BY AVA BLUM-CARR ’21
This past Sunday, Senator Elizabeth Warren held a town hall event in Greenfield, Massachusetts, where citizens were encouraged to pose questions and voice concerns. A range of topics were addressed, but the issues of student debt and income inequality were at the forefront of the discussion.
Senator Warren was asked if the Democrats had a message that would inspire working-class and middle-class voters. In response, she launched into an explanation of income stratification in the United States which set the tone for the rest of the conversation.
“There was a time when the whole point of government was to measure everything through the lens of creating more opportunity,” said Warren, referencing the time period following the Great Depression up until roughly 1980.
Warren said that as the country’s GDP steadily grew, the bottom 90 percent of Americans received 70 percent of the new income growth being generated. The election of Ronald Reagan and the subsequent embrace of trickle-down economic theory represented a paradigm shift, according to Warren.
Even as GDP continued to increase, “from 1980 to 2016, the 90 percent of America, everyone not in the top 10 got none of the new income growth. Zero,” said Warren.
This issue goes hand in hand with the accessibility of higher education and the current prevalence of enormous student debt in America.

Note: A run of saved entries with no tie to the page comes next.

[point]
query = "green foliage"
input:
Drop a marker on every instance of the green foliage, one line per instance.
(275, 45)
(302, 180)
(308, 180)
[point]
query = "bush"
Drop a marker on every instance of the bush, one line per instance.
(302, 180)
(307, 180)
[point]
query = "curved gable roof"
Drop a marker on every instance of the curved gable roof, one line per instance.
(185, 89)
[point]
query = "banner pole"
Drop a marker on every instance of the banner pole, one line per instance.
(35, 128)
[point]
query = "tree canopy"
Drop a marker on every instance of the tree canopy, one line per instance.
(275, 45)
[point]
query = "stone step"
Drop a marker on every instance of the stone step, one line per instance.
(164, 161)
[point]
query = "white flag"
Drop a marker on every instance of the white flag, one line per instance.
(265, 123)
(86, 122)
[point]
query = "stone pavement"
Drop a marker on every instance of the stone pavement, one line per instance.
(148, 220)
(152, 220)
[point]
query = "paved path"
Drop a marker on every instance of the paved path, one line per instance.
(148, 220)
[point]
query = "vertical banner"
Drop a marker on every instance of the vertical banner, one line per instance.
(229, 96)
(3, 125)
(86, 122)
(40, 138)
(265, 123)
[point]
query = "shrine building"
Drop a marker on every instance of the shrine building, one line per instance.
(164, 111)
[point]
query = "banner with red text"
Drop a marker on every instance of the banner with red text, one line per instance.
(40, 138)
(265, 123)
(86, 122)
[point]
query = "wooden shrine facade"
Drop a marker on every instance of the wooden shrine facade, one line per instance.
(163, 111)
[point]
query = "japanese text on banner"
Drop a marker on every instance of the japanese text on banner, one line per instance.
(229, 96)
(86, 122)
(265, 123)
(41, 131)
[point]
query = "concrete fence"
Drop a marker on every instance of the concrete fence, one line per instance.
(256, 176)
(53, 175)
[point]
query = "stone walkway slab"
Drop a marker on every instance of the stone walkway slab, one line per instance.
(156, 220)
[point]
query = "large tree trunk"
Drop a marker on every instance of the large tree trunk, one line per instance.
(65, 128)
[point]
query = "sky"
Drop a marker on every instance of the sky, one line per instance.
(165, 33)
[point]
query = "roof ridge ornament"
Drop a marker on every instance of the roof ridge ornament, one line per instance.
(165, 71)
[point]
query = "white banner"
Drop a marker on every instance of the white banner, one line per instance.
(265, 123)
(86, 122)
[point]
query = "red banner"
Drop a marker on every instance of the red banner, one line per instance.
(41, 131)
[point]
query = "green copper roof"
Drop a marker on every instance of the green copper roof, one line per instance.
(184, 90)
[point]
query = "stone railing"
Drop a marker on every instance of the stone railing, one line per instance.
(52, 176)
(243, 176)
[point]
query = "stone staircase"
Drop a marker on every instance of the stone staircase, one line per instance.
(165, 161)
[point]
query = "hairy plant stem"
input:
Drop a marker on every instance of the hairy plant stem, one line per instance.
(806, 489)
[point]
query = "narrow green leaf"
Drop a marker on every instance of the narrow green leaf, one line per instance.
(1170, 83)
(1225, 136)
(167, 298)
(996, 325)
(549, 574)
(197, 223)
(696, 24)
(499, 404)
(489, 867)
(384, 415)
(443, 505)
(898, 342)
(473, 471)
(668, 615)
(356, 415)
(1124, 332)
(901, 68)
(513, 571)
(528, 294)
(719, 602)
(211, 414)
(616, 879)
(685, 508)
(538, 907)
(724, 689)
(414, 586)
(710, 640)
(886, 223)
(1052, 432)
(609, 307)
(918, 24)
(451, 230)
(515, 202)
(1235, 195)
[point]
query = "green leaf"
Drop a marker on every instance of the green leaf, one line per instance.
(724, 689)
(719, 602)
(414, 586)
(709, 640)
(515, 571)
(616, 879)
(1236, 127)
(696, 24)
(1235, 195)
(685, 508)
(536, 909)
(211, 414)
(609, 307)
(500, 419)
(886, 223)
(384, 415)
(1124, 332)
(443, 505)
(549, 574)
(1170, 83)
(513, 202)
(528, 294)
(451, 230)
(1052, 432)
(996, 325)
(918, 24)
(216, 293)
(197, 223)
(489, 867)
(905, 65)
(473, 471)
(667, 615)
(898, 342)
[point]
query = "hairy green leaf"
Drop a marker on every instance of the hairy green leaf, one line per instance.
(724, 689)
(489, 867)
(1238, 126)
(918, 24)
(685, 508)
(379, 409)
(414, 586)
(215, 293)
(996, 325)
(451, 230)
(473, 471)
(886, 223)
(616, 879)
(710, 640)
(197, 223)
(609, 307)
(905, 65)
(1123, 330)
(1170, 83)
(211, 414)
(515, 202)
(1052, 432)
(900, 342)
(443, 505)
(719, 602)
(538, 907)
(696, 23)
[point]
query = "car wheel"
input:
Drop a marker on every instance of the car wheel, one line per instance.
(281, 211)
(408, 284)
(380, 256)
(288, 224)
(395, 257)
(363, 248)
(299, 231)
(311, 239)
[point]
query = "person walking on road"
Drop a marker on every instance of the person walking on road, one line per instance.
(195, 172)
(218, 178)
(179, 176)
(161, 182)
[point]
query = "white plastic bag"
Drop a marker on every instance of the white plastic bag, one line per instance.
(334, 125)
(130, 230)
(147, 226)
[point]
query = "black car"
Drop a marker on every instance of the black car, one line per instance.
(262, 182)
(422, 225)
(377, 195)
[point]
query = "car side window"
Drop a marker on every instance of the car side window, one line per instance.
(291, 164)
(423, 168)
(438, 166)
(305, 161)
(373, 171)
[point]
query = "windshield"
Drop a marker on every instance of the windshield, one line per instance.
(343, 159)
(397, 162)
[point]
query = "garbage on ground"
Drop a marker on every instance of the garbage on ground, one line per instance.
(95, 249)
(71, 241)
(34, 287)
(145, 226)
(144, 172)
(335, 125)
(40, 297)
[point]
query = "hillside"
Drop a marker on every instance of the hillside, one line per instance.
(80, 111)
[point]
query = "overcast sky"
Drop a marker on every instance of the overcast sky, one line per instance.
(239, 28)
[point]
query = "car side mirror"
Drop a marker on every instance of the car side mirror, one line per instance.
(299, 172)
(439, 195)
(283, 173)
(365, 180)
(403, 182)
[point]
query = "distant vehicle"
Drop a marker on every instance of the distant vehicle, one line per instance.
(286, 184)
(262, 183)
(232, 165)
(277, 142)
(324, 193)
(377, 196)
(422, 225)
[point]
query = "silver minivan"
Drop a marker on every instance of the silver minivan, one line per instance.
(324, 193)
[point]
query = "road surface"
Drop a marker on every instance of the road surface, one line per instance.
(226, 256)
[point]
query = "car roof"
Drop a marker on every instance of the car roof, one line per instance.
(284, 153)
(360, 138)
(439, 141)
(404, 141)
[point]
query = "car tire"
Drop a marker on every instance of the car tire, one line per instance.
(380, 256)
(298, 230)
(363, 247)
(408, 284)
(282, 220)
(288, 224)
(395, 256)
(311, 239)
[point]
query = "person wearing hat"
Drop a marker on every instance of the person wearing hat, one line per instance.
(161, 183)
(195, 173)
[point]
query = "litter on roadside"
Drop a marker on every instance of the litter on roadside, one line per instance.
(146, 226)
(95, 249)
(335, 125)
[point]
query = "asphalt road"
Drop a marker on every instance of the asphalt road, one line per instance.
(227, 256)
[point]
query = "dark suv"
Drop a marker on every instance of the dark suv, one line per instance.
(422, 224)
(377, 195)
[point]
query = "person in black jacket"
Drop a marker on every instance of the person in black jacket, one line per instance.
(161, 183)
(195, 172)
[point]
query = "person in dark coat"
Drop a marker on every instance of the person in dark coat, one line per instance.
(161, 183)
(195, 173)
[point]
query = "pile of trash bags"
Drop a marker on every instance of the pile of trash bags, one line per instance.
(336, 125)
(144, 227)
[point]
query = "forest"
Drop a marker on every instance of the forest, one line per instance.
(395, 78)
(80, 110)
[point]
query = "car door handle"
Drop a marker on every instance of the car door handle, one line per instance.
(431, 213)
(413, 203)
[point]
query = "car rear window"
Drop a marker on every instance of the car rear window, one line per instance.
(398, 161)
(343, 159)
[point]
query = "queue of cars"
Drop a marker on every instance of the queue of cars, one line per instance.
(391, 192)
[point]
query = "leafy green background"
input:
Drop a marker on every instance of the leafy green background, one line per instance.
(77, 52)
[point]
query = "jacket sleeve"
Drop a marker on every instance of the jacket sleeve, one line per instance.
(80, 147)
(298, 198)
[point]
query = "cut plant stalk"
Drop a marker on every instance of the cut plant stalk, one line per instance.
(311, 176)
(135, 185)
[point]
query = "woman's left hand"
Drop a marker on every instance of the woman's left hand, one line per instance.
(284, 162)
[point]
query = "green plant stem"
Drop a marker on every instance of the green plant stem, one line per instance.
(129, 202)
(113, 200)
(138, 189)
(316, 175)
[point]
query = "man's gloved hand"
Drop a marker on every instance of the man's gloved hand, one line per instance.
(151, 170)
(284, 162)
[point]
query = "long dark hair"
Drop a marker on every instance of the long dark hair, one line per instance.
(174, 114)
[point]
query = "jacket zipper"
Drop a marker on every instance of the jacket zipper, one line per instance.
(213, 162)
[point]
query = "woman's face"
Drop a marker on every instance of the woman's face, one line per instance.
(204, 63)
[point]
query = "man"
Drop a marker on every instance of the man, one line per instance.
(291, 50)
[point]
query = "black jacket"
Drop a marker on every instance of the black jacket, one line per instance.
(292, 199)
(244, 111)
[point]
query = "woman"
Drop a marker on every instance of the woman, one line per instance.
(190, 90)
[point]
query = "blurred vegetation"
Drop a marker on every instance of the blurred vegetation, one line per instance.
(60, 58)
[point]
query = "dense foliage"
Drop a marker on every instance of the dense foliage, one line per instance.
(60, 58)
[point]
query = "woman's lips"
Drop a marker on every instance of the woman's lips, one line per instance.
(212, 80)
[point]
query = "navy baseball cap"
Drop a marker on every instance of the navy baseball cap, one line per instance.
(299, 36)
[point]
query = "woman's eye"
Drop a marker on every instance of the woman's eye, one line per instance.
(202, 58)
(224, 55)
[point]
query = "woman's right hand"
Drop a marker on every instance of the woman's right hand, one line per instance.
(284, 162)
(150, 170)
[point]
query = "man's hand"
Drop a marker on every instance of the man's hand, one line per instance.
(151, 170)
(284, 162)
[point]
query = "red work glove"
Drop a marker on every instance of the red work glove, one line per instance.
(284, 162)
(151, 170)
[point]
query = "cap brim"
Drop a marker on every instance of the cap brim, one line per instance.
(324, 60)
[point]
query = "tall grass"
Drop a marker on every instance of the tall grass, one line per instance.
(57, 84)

“I grew up in a paycheck-to-paycheck family. By the time I graduated from high school, we didn’t have the money to pay for college,” said Warren. Through scholarships and access to public universities, Warren eventually graduated law school, but many young people do not receive these opportunities.
Warren acknowledged the fundamental contradiction of a society that puts great emphasis on the importance of higher education while simultaneously failing to make that education universally accessible.
“If you come from a family that’s wealthy, you’ll do fine, but if you’re not, you’re going to have to scramble and borrow money,” said Warren. The result is over a trillion dollars of student loan debt in the country today.
“Right now [student debt] is going up at a rate of a hundred billion dollars a year. We are literally crushing young people in America, and that is morally wrong. It is despicable,” said Warren.
This is an issue that affects many students nationwide, including at Mount Holyoke. Savita Diggs ’21 expressed frustration with the process of finding sufficient work as a student in an effort to mitigate future debt. “I think that if you get past a certain point [in debt], your education isn’t worth it anymore, because you won’t be able to support yourself,” said Diggs.
“I think that there are some good programs for forgiving loans, but they’re usually very specific, like the army,” Diggs said. “It’s not fair for people to not have opportunities because of student debt.”
As a solution, Elizabeth Warren suggested stronger support for public universities and community colleges, as well as a re-evaluation of the student debt issue. “I grew up in an America that invested in kids like me,” said Warren. “I believe we have to forgive some of this debt to get ourselves on a better path.”
Senator Warren received loud applause from the audience on all of these points, but other key issues like defense spending were not discussed.
Warren brought up the military in her opening remarks about Veteran’s Day, citing what she referred to as the “solemn obligation” held by senators and representatives to send American troops into harm’s way only when absolutely necessary. However, the $700 billion defense policy bill that Warren voted yes on in September was not addressed at the event. According to CNN, the new defense budget exceeds the Trump administration’s original request by $37 billion.
While this is hardly the staunch opposition to Donald Trump and his party that Warren claims, she centered her concluding comments around this principle all the same.
One audience member questioned Warren about concrete solutions to the array of problems that were brought up at the event. “Whether it’s about student debt or the ninety percent who are being left behind, what can be done in this current administration?” she asked.
In response, Warren cited the GOP’s thwarted efforts to repeal the Affordable Care Act as an example of a political win achieved despite the Democrats’ house and senate minority. According to Warren, grassroots organizing and engagement by citizens drove this victory.
“I’ll tell you this,” said Warren. “Getting into these fights is not like draining a battery. It’s like a muscle. The more you use it, the stronger it gets.”